From: wirzeniu@klaava.Helsinki.FI (Lars Wirzenius) Subject: Re: IMPORTANT [BUG in 0.99] Re: [ANNOUNCE]: linux version 0.99 Date: 29 Dec 1992 20:14:49 GMT
sdw@meaddata.com (Stephen Williams) writes:
>Statics are either explicitly initialized or they are not.
>If they are not, their contents are UNDEFINED until set.
>This is per ANSI C.
>
>There is NO requirement of the compiler or system to zero
>un-initialized statics (or auto's).
Chapter and verse, friend, chapter and verse. I want you to give the
chapter and verse in the ANSI or the ISO C standard (they are the
same, except that their chapters and verses are numbered differently)
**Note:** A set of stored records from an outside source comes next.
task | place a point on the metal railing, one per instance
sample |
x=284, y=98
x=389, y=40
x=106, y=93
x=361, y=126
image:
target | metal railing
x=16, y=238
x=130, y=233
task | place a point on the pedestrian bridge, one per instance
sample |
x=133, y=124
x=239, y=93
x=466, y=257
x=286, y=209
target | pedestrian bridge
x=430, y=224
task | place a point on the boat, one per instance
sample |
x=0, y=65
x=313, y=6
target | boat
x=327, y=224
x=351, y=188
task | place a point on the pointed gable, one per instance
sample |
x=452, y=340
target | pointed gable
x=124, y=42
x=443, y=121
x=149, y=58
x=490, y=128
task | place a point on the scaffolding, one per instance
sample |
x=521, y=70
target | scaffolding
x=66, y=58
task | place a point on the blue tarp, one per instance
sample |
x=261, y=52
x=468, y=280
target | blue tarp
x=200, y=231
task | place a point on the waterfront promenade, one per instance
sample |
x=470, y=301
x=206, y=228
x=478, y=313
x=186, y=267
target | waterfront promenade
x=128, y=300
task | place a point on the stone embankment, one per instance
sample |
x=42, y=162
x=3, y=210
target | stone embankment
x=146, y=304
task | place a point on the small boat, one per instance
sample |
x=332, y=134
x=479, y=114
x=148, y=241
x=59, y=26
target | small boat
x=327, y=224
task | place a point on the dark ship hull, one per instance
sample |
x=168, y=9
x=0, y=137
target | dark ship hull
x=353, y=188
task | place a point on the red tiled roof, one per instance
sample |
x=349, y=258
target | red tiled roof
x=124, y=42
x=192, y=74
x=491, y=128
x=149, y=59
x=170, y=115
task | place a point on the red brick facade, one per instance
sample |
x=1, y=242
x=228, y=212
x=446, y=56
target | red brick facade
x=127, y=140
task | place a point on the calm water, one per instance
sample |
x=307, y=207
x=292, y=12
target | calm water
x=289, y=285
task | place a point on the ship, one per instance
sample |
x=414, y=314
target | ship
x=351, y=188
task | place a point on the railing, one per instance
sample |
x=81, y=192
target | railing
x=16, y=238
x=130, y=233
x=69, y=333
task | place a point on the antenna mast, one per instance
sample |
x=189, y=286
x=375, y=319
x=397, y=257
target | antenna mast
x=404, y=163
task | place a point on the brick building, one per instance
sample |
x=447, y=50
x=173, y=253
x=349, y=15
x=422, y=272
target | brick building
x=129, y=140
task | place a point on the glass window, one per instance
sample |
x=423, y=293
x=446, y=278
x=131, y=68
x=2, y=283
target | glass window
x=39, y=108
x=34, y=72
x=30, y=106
that says that statics are not initialized to zero unless explicitly
initialized to something else. (I agree about the part about auto's,
though.)
I don't have the standard (I'm way too poor to afford it), but K&R 1
says, on page 199, in A8.6, Initialization,
Static and external variables which are not initilized are
guaranteed to start off as 0; automatic and register variables
which are not initialized are guranteed to start off as
garbage.
K&R 2 says, on page 219, A8.7, Initialization,
A static object not explicitly initialized is initialized as
if it (or its members) were assigned the constant 0. The
initial value of an automatic object not explicitly
initialized is undefined.
I need more convincing than your word. Chapter and verse (plus
quotations as suitable) is enough.
>The fact that some systems waste time doing so is no reason rely on it
>as a feature. This was already debated and tossed out as something to
>rely on.
It has been a feature of C since the early 1970's (according to my
knowledge it was there way before K&R 1 was published in 1978).